There was little secret to the stunning turnaround for the Tampa Bay Rays last year. Their defense improved dramatically and their pitching hit full stride. The Pirates came into this year following four straight seasons of either 94 or 95 losses. They made a determined effort coming into this year to focus on pitching and defense and both are currently clicking.
After tonight's 3-2 win over the red hot Marlins, the Pirates have given up 42 earned runs in 14 games or three runs per game. Since they are scoring 4.5 runs per game, that's a good way to start with an 8-6 record. Will the team hold up for the long haul and end their sub-.500 ways? If they were winning with offense, it would be easy to discount that possibility. But good pitching is a great way to move forward.
The first thing the Pirates did was hire Joe Kerrigan as their pitching coach. Say what you will about how much effect a coach has on a ball club, but Kerrigan immediately focused on two things. First, after watching video of last season, he noticed that the Pirates never challenged anyone inside. Secondly, they didn't pound the strike zone. Kerrigan was the pitching coach for the Expos and Red Sox when a kid named Pedro Martinez did a pretty good job of doing both.
He also ramped up the pitcher's conditioning so they wouldn't wilt as the season and the games went along. Whether it's the program or the pitchers that are making the difference is debatable, but you cannot debate the results.
Last year, the Pirates finished with a 5.10 ERA. They were 16th in the league in walks, hits and consequently, runs. So far this year, they are fifth in the league in walks and are first in the league in earned runs.
It starts with the rotation. Last year, the only starter with an ERA+ over 100 (league average)was Paul Maholm. This year, every starter is over 100. And even their most uneven starter to this point, Ian Snell, has an ERA of only 4.24. If he can get his control straightened out, he will be okay too. Maholm has become the ace of the staff and he's been unhittable so far. He's not a big time strike out guy (none of the starters are), but his WHIP is a fantastic 0.968 and he is only giving up 6.1 hits per nine innings.
Zack Duke seems to be back to the form he flashed a few seasons ago and is 2-1 with a 2.95 ERA. Ross Ohlendorf has been a big surprise and though he is a hard luck 1-2, he's only walked three in 18 innings to go along with only 17 hits. Karstens had a rough first start but shut down the Marlins effectively on Tuesday night and won his first game of the year.
Some times, you have addition by subtraction. Last year's Bucs had too many starts by the likes of Matt Morris and Tom Gorzelanny. A top five of Maholm, Duke, Snell, Ohlendorf and Karstens is very competitive and can keep them in games all season long.

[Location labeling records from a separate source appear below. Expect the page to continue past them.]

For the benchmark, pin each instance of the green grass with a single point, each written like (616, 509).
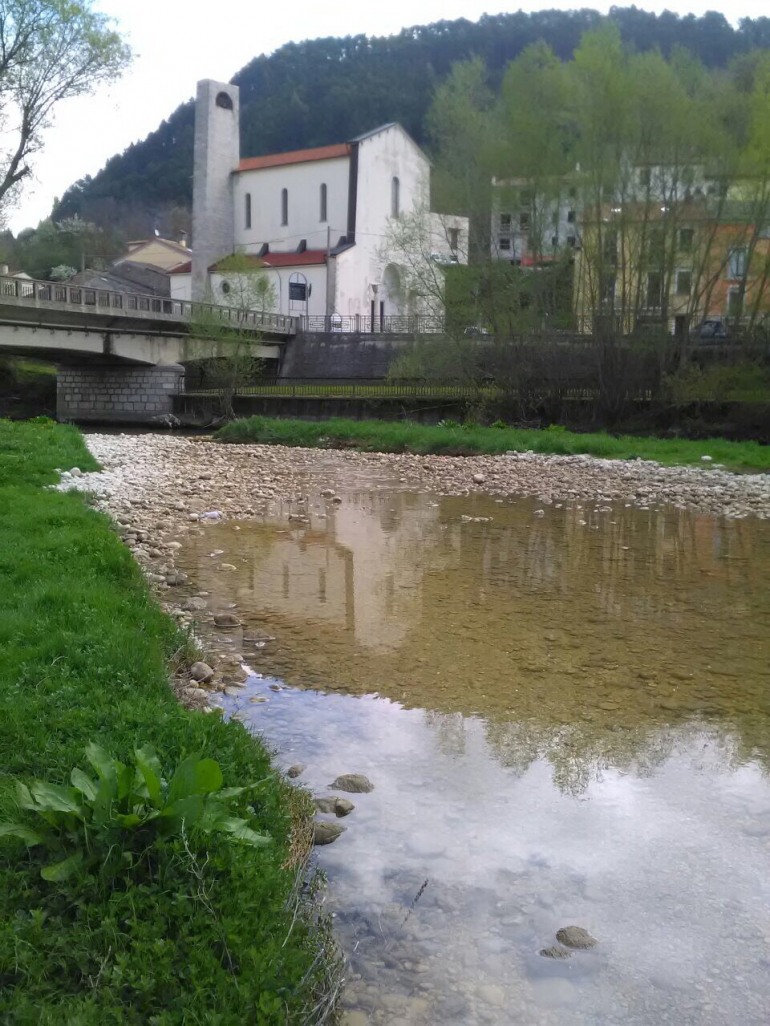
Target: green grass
(403, 436)
(84, 649)
(356, 390)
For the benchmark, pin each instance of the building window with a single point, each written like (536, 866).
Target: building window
(611, 247)
(686, 236)
(736, 264)
(395, 197)
(684, 282)
(654, 289)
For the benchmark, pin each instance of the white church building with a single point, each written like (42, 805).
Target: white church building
(344, 233)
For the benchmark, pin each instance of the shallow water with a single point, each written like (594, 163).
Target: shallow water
(564, 710)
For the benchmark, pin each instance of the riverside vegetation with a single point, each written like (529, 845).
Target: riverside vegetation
(141, 916)
(451, 438)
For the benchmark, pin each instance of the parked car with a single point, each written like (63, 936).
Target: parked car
(711, 328)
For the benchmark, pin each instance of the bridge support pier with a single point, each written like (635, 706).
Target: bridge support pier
(117, 394)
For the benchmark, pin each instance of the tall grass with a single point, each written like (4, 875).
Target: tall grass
(403, 436)
(83, 657)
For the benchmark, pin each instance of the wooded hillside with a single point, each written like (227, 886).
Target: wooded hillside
(328, 90)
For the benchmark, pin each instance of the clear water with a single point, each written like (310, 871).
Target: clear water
(566, 718)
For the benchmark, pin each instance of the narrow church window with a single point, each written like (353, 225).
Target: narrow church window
(395, 197)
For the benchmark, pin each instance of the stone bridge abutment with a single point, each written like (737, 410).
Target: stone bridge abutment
(117, 393)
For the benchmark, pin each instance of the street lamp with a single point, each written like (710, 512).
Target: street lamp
(375, 286)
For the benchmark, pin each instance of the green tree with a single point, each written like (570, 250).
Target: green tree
(50, 50)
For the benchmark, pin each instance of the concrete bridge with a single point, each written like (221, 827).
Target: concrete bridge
(120, 354)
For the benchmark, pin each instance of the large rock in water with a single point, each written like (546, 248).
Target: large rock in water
(324, 832)
(340, 806)
(576, 937)
(354, 782)
(226, 620)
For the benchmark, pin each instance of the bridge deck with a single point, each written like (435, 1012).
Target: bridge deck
(27, 300)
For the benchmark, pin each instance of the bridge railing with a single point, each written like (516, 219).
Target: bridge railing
(28, 291)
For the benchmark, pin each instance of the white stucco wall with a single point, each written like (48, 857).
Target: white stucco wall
(181, 286)
(381, 157)
(303, 184)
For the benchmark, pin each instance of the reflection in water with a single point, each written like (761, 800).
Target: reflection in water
(575, 634)
(571, 727)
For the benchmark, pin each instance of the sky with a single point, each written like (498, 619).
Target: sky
(177, 42)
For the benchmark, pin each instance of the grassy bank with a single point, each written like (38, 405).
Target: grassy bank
(385, 436)
(191, 928)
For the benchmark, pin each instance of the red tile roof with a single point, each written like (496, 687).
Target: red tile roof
(296, 157)
(309, 257)
(295, 260)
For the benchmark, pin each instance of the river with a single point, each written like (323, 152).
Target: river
(563, 703)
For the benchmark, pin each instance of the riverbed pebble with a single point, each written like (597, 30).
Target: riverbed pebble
(354, 782)
(162, 488)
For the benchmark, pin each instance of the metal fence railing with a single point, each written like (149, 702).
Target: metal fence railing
(359, 324)
(27, 291)
(346, 388)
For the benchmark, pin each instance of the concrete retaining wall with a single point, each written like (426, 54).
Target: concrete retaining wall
(340, 356)
(118, 394)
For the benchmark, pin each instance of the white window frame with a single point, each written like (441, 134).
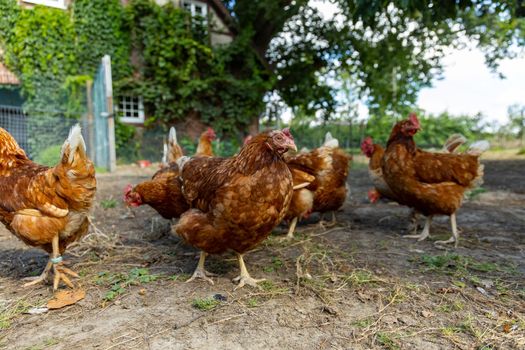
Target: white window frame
(192, 3)
(131, 120)
(59, 4)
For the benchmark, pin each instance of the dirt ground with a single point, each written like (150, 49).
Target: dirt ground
(358, 285)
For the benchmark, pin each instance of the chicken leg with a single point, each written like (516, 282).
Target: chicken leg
(244, 277)
(61, 272)
(426, 230)
(41, 278)
(455, 235)
(291, 230)
(200, 272)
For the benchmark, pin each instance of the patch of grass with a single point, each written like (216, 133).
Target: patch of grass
(276, 265)
(9, 312)
(180, 277)
(386, 341)
(360, 277)
(455, 264)
(252, 302)
(450, 331)
(119, 282)
(205, 304)
(108, 203)
(269, 286)
(450, 307)
(44, 345)
(468, 326)
(363, 323)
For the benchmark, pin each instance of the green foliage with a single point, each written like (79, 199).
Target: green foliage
(41, 50)
(205, 304)
(181, 74)
(121, 281)
(101, 28)
(50, 156)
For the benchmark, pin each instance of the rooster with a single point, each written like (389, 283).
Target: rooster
(47, 207)
(431, 183)
(204, 148)
(237, 201)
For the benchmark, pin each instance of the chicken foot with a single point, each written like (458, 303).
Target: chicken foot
(455, 235)
(245, 278)
(200, 272)
(291, 230)
(425, 233)
(325, 224)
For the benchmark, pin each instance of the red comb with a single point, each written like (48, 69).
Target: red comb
(128, 189)
(413, 118)
(286, 131)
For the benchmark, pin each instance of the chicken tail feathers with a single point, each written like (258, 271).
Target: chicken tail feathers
(454, 142)
(330, 141)
(478, 147)
(164, 160)
(74, 146)
(172, 137)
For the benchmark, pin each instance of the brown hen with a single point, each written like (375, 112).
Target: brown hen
(47, 207)
(237, 201)
(431, 183)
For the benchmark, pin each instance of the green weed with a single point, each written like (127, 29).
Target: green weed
(205, 304)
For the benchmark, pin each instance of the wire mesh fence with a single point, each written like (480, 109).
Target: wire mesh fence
(40, 133)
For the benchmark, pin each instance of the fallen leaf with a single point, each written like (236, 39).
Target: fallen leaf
(329, 310)
(426, 313)
(483, 291)
(64, 298)
(389, 319)
(37, 310)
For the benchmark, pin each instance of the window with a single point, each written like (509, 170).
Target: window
(196, 8)
(61, 4)
(131, 110)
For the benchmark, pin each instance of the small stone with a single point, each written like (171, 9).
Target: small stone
(329, 310)
(88, 328)
(426, 314)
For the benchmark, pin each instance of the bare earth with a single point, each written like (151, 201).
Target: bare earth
(358, 285)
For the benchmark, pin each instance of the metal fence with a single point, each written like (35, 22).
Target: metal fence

Relief pitching is by and large improved as well. The biggest plus is a full season of Matt Capps as closer. He's already started four for four in save opportunities and seems very competent. John Grabow is an important man in the bullpen and had a very good year last year with a 2.95 ERA in 74 appearances! That's a lot of games. Grabow is perfect so far this year and hasn't given up a run in six appearances. Jesse Chavez has been a nice addition and has a 1.50 ERA in five appearances so far.
The rest of the bullpen has been a bit of a mess and Tyler Yates, who had a decent season last year has had a rough start in particular. Three guys won't get it done all year and they will need help from a couple of others at least. But at least, when the team is ahead in the game, they have a nice set up at the end to close it out.
Pirate fans should be excited. This has been a lot of fun so far this year. It's a lot more fun than losing nearly every night. At least they are in most of their games and an 8-6 record is nothing to sneeze at. Do the Pirates have a shot at the division? No. But they do have a shot at being a decent team and an outside shot at playing .500 baseball or better.
As the Rays proved, fielding is a big part of pitching well. And defensively, the Pirates are holding their own very well. Sanchez is way above league average at second. The LaRoche brothers are both above league average at first and third. Morgan, McLouth and Moss are all above average in the outfield, though when Craig Monroe starts out there, they lose something but gain power at the plate.
Surprisingly, Jack Wilson is playing below league average (at least in range factor) and the team struggles defensively behind the plate. But the defense seems to be a strength and not a weakness and should help the team stay competitive.
There is a good feeling about this team. And it's been way too long since we've been able to say that about the Pittsburgh Pirates.